Among the many international champions in the show are Jamie Sali and David Pelletier, and Elena Berezhnaya and Anton Sikharulidze, the Canadian and Russian pairs teams who both won gold medals at the 2002 Olympics after an international scoring scandal. The four skate together in the show.

"A lot of people, I think, had reservations about whether they'd get along," Eldredge said, "but quite honestly, they get along great. It's been fun seeing them work together.

"That whole scoring thing was awful, and it was the skaters that ended up with the worst backlash from the whole thing. It made the skaters look bad when all they did was go out and do what they were supposed to do. It wasn't the fault of any of them that they competed and weren't judged fairly. But the thing was never really between the skaters, and they're fine with each other."
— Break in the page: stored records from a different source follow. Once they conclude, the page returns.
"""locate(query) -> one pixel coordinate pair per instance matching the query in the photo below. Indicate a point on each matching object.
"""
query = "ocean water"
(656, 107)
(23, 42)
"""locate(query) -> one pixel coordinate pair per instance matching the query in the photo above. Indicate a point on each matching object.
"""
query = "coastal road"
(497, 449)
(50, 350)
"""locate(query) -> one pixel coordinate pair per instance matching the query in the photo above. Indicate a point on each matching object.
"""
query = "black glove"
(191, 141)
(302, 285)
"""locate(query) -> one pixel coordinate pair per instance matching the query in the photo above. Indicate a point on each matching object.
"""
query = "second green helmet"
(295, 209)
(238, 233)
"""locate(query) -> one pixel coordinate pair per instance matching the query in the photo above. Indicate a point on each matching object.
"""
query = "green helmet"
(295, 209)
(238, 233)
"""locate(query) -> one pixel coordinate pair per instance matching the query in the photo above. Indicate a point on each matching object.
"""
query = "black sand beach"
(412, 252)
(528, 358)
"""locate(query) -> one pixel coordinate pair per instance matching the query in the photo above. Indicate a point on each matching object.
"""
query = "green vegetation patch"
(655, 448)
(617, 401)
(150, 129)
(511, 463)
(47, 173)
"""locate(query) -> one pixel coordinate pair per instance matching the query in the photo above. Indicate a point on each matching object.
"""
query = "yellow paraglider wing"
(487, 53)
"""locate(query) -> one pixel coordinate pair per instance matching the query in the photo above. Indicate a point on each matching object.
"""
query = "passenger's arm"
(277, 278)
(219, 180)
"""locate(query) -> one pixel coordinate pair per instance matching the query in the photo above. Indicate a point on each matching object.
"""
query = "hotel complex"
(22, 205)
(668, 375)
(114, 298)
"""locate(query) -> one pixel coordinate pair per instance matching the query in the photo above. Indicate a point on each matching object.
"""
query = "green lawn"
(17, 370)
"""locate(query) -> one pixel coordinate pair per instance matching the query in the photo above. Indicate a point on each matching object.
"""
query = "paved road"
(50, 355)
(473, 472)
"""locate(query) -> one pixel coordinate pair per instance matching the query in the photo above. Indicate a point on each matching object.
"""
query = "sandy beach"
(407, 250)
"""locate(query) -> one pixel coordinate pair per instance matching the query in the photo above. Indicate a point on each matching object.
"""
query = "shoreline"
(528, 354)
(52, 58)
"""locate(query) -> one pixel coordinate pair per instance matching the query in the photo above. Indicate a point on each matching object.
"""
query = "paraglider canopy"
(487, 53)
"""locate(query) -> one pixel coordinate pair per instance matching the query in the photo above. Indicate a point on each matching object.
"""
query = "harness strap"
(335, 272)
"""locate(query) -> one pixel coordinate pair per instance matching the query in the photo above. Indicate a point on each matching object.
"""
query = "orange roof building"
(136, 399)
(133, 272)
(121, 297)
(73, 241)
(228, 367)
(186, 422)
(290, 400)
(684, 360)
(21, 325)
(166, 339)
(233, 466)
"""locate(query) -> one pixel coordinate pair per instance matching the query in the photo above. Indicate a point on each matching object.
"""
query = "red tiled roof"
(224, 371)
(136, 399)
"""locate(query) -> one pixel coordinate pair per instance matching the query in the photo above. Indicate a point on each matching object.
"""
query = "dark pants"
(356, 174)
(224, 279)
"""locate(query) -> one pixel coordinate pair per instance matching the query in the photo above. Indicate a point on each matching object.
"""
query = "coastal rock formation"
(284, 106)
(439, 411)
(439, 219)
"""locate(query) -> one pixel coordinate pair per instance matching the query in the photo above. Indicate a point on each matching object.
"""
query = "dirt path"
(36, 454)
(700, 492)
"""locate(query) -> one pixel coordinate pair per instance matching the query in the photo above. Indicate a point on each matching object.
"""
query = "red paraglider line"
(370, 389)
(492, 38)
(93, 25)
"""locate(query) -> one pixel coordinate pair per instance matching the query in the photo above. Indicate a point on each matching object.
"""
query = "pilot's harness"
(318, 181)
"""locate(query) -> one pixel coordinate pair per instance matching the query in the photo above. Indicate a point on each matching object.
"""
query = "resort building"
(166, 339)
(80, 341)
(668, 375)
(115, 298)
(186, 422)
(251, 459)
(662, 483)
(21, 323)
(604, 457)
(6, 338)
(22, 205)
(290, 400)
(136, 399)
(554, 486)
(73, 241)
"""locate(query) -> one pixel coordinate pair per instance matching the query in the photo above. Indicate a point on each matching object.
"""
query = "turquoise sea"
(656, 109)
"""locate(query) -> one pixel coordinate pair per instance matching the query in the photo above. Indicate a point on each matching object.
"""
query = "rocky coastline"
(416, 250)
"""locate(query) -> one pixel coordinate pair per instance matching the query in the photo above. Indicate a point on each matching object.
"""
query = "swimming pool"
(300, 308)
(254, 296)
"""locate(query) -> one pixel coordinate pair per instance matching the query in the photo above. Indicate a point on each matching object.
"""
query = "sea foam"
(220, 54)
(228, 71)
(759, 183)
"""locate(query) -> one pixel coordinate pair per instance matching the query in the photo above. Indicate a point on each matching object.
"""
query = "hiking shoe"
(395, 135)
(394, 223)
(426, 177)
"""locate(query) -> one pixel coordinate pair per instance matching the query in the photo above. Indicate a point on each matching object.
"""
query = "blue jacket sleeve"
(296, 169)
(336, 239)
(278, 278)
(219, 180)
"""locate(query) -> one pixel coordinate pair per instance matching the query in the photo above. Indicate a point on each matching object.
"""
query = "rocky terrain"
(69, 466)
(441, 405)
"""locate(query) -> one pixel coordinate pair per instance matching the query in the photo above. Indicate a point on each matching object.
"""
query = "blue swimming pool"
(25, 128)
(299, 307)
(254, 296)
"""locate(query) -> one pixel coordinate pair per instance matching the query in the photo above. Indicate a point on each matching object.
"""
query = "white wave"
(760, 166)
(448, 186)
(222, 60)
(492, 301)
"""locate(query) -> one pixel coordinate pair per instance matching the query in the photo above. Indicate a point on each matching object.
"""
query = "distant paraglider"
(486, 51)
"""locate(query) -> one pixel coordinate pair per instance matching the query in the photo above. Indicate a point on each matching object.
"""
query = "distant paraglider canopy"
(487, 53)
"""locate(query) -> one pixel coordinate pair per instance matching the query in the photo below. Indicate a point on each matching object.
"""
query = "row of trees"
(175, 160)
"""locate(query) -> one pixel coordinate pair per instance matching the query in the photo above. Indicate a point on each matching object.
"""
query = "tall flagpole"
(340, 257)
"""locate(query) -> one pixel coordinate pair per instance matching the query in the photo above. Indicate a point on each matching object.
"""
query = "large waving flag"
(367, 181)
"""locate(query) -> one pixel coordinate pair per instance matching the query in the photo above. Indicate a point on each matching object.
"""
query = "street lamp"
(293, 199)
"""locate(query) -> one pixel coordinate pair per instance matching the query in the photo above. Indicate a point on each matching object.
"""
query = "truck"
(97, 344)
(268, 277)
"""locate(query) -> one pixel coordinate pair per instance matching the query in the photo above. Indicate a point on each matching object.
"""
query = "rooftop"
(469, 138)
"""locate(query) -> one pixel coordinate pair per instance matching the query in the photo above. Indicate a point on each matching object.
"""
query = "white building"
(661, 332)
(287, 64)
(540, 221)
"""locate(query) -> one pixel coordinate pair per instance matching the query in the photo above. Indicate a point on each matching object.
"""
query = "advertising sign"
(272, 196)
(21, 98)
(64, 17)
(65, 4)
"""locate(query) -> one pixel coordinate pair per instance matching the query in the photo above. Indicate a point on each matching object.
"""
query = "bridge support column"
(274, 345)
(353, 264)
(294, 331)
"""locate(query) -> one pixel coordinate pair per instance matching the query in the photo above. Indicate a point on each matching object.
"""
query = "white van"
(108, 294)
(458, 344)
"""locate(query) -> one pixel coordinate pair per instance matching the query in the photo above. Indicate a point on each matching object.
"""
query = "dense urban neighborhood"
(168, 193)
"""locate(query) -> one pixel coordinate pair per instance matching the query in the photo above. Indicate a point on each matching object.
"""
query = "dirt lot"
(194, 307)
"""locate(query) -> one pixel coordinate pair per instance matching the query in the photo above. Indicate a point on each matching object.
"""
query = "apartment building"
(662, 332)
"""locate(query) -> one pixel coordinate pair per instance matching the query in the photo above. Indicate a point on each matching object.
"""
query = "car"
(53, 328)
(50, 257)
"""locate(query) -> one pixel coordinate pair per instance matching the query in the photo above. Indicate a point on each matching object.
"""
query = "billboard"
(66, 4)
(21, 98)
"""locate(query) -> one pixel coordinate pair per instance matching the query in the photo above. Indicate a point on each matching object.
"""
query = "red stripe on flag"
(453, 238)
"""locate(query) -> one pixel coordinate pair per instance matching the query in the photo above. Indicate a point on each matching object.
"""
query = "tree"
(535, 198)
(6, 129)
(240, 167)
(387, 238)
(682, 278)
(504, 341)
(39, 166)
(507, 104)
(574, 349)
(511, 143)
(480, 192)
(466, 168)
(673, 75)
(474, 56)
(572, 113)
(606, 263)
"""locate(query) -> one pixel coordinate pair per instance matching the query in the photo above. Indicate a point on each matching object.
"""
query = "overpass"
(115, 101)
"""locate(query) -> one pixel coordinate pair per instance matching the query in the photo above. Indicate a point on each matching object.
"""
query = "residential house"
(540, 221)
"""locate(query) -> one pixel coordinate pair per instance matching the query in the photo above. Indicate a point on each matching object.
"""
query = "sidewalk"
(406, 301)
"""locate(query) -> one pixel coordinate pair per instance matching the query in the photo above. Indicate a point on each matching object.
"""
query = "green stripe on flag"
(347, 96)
Eldredge declined to say if he'd ever been judged unfairly, saying only, "I've been in the sport so long, if I went back and thought about every performance in every competition, I could probably come up with one or two instances ... but you really have to let that go. It comes down to: 'Do I feel good about what I did on the ice and did the fans enjoy it?' "

Participating in Stars on Ice is fun, Eldredge said, but it's sometimes more difficult than the competition circuit. When he spoke, he had completed three shows on the East Coast before New Year's and was about to perform in Seattle before coming to Sacramento. The U.S. tour will include 50 shows after Arco; then there's a Canadian leg that will go until May 5, before an international tour begins.

"You don't compete every night, but we're doing the show every night, or every other night -- and there's the travel in between.

"You skate, then pile on a bus exhausted, travel, get to the next place, rehearse, do the show, then crash on the bus again."

The fatigue is alleviated by the audience, though, once the show starts. "The energy from the crowd lifts you up. It's all about the fans, anyway. They don't hold up 6.0 or 5.8 cards in the audience, but we go on applause."

And how long will the skater continue to go on applause?

"I'd like to do the show for as long as my body holds up and people want to see me," he said. "I hope that's a long, long time."